So erstellen Sie einen bootfähigen Windows 10-USB-Stick mithilfe der Eingabeaufforderung
Wer schon mal versucht hat, einen bootfähigen Windows-USB-Stick nur über die Kommandozeile zu erstellen, weiß, dass das nicht ganz einfach ist – vor allem, wenn man sich nicht alle Befehle merken kann. Aber ehrlich gesagt, lohnt sich diese Methode bei manchen Systemen durchaus, da sie keine Drittanbieter-Tools wie Rufus oder balenaEtcher benötigt, die manchmal überladen oder unzuverlässig wirken können. Es ist zwar ein manueller Prozess, aber er gibt einem das Gefühl, etwas Besonderes geschafft zu haben – und erspart einem die eine oder andere Installation, wenn man sich mit der Kommandozeile und diskpart auskennt.
Wenn Sie dieser Anleitung folgen, erhalten Sie einen bootfähigen USB-Stick, mit dem Sie Windows 10, 8 oder sogar 7 installieren können. Sie benötigen eine Windows-ISO-Datei oder -DVD, einen USB-Stick (vorzugsweise 8 GB oder größer, abhängig von der Größe der ISO-Datei) und etwas Geduld für die Eingabe in der Kommandozeile. Ihr PC muss das Booten von USB unterstützen, was heutzutage in der Regel kein Problem darstellt.
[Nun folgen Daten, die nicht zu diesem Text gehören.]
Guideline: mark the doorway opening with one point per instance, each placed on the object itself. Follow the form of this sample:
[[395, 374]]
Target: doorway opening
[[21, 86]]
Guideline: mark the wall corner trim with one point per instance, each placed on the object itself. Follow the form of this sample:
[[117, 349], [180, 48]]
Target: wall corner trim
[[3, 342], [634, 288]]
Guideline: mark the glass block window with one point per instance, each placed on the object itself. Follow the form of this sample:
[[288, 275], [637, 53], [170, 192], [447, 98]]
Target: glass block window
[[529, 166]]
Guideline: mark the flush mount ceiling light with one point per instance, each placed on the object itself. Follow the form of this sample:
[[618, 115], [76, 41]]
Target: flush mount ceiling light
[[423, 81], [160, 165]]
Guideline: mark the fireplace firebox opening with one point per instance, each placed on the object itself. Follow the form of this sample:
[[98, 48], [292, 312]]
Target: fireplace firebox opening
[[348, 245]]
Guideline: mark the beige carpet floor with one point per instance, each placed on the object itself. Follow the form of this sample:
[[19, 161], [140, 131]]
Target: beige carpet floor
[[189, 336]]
Sollte dies jedoch nicht der Fall sein, gibt es dennoch Umgehungsmöglichkeiten. Diese Methode ist in der Regel zuverlässiger als die alleinige Verwendung von Drittanbieterprogrammen, insbesondere wenn Ihr System etwas wählerisch ist. Ein kleiner Hinweis: Bei manchen Systemen müssen Sie möglicherweise neu starten oder einen Trick anwenden, damit das BIOS Ihren USB-Stick als Boot-Gerät erkennt.
Vorbereiten eines bootfähigen Windows 10/8/7-USB-Sticks
Anforderungen:
- USB-Stick (mindestens 4 GB, 8 GB sind besser)
- Windows-ISO-Datei oder DVD, die Sie bootfähig machen möchten
Okay, hier die Kurzanleitung, wie man mit der Eingabeaufforderung und dem Befehl `diskpart` einen bootfähigen USB-Stick erstellt – ganz ohne komplizierte GUI-Tools. Die Methode ist zwar etwas altmodisch, aber zuverlässig, besonders wenn man sich mit der Kommandozeile auskennt. Wichtig ist nur, dass der USB-Stick vorher komplett gelöscht wird. Sichern Sie also unbedingt alle wichtigen Daten.
Wie man mit der Eingabeaufforderung einen bootfähigen Windows-USB-Stick erstellt
Schritt 1: USB-Stick löschen – für neue Daten und Partitionierung vorbereiten. Stecken Sie zuerst Ihren USB-Stick ein und kopieren Sie dann alle Dateien, die Sie woanders speichern möchten; alles darauf wird gelöscht.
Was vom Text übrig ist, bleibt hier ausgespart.